NLP Intro: What is tf-idf and how to use it?
Text analysis often involves comparing multiple texts or even collections of documents. This can require vertical (deep-diving in one text) and horizontal analysis (identifying common or differing patterns across documents).
A common way to make such comparisons is through a statistic called tf-idf. The name sounds really cryptic, but it is just a handy abbreviation of two commonly analysed metrics in text analysis:
- tf is term frequency: the rate of commonly appearing terms in a text (it can refer not just to individual words but also to phrases)
- idf is inverse document frequency, a fancy term that refers to weighing commonly used words to highlight which ones are unique to specific documents. In other words, words often appearing across all analysed documents have a lower weight (they are frequently used but also very common across the board), and words used less across documents have a higher weight.
So, for example, if you get a set of 100 cookbooks, words like “chop”, ”boil”, and ”roast” will be very frequent across all of them, but “savoiardi”, “cacio e pepe” and “arancini” are more likely to be prevalent in only a subset of books (those on Italian cuisine) that sets them apart.
Calculating tf-idf is based on multiplying the two types of frequency together. The core goal is to give you an idea of frequently used terms while also correcting and adjusting for how common they are across documents.

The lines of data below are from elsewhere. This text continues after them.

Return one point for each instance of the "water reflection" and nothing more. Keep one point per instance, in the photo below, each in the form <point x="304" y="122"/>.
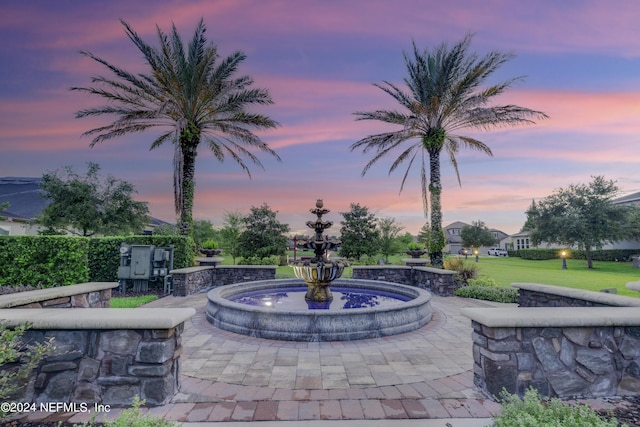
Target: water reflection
<point x="343" y="298"/>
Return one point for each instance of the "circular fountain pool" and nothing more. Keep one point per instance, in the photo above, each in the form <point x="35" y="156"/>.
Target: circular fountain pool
<point x="276" y="309"/>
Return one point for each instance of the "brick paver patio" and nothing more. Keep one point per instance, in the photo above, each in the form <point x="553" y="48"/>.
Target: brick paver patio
<point x="228" y="377"/>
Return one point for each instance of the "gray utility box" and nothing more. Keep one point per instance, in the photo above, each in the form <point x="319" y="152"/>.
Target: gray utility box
<point x="141" y="264"/>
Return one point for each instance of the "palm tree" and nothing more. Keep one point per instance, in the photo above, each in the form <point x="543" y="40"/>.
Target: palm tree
<point x="193" y="96"/>
<point x="444" y="96"/>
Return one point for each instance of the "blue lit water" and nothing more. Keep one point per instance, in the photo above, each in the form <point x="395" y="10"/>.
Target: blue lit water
<point x="343" y="298"/>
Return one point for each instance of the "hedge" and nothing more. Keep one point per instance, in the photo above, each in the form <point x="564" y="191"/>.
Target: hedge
<point x="621" y="255"/>
<point x="47" y="261"/>
<point x="51" y="261"/>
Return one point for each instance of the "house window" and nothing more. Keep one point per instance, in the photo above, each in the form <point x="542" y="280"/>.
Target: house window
<point x="522" y="243"/>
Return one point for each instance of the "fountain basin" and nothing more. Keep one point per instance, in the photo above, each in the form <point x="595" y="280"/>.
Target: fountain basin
<point x="318" y="325"/>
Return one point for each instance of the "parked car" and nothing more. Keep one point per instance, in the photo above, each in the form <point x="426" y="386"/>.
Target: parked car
<point x="498" y="252"/>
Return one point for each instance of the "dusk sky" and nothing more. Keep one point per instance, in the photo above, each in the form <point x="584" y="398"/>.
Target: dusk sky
<point x="319" y="59"/>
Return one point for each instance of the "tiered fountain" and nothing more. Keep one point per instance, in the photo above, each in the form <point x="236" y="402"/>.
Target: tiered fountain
<point x="318" y="272"/>
<point x="289" y="310"/>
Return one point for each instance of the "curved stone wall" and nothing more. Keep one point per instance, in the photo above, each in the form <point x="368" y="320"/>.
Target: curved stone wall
<point x="318" y="325"/>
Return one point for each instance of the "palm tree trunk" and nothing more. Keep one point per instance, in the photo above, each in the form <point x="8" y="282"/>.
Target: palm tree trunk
<point x="189" y="151"/>
<point x="436" y="240"/>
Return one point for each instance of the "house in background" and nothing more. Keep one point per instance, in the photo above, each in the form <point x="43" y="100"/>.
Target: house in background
<point x="452" y="233"/>
<point x="520" y="240"/>
<point x="26" y="202"/>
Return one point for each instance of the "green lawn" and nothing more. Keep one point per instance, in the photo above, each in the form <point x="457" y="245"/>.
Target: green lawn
<point x="549" y="272"/>
<point x="132" y="302"/>
<point x="508" y="270"/>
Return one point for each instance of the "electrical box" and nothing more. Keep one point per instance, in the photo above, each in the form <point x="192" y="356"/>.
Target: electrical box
<point x="141" y="264"/>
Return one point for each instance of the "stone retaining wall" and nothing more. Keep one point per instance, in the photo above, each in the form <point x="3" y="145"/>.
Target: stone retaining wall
<point x="574" y="352"/>
<point x="437" y="281"/>
<point x="537" y="295"/>
<point x="192" y="280"/>
<point x="110" y="356"/>
<point x="84" y="295"/>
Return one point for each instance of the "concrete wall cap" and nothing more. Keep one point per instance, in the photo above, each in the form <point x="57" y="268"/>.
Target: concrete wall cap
<point x="541" y="317"/>
<point x="97" y="318"/>
<point x="188" y="270"/>
<point x="634" y="286"/>
<point x="435" y="270"/>
<point x="597" y="297"/>
<point x="37" y="295"/>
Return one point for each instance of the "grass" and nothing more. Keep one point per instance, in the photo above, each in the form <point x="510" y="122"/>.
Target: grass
<point x="132" y="302"/>
<point x="549" y="272"/>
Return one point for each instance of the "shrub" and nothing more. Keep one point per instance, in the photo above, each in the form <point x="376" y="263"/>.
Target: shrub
<point x="415" y="246"/>
<point x="209" y="244"/>
<point x="17" y="361"/>
<point x="254" y="260"/>
<point x="482" y="281"/>
<point x="45" y="261"/>
<point x="132" y="417"/>
<point x="464" y="270"/>
<point x="533" y="411"/>
<point x="488" y="293"/>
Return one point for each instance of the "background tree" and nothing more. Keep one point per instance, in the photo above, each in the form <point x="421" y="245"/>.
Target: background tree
<point x="444" y="96"/>
<point x="358" y="233"/>
<point x="88" y="205"/>
<point x="165" y="230"/>
<point x="404" y="240"/>
<point x="230" y="232"/>
<point x="476" y="235"/>
<point x="388" y="243"/>
<point x="203" y="230"/>
<point x="193" y="95"/>
<point x="424" y="235"/>
<point x="581" y="215"/>
<point x="532" y="212"/>
<point x="264" y="235"/>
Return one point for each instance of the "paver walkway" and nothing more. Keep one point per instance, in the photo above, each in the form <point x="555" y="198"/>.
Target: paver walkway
<point x="228" y="377"/>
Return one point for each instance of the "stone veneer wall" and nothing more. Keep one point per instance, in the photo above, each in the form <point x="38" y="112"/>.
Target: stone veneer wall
<point x="106" y="362"/>
<point x="538" y="295"/>
<point x="437" y="281"/>
<point x="192" y="280"/>
<point x="592" y="361"/>
<point x="84" y="295"/>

Depending on your goals and depth of analysis, this approach can have some drawbacks (explained in detail here), but it is a useful and common technique to master.
A quick example of putting tf-idf into practice
As in previous parts of this series, I am using Project Gutenberg datasets to analyse the works of some of the most prominent literary masters of horror with the help of the tidytext R package textbook.
For better or worse, H.P. Lovecraft has a very bespoke style as a fiction writer. Only so many times can one read the word “Cyclopean” without noticing a pattern. So I decided to use tf-idf to quickly tally which words are typical for specific works.
# Let's download Lovecraft books from project Gutenberg
hpdownload <- gutenberg_download(c(30637,31469,50133,68236,68283,68547,68553),
meta_fields = "title")
# Unnfesting tokens
hp_words <- hpdownload %>%
unnest_tokens(word, text) %>%
count(title, word, sort = TRUE)
#Plotting in ggplot
plot_hp <- hp_words %>%
bind_tf_idf(word, title, n) %>%
mutate(title = factor(title, levels = c("Writings in the United Amateur, 1915-1922",
"The Dunwich Horror",
"The Shunned House",
"The call of Cthulhu",
"The colour out of space",
"The festival")))
plot_hp %>%
group_by(title) %>%
slice_max(tf_idf, n = 15) %>%
ungroup() %>%
mutate(word = reorder(word, tf_idf)) %>%
ggplot(aes(tf_idf, word, fill = title)) +
geom_col(show.legend = FALSE) +
labs(x = "tf-idf", y = NULL) +
facet_wrap(~title, ncol = 2, scales = "free")
Mining the texts for the terms unique to specific books consistently comes up with character names. If that’s not informative for your analysis, you can add them to your list of stopwords, for example. Or use tf-df to track recurring characters in fiction or figures of importance in non-fiction work.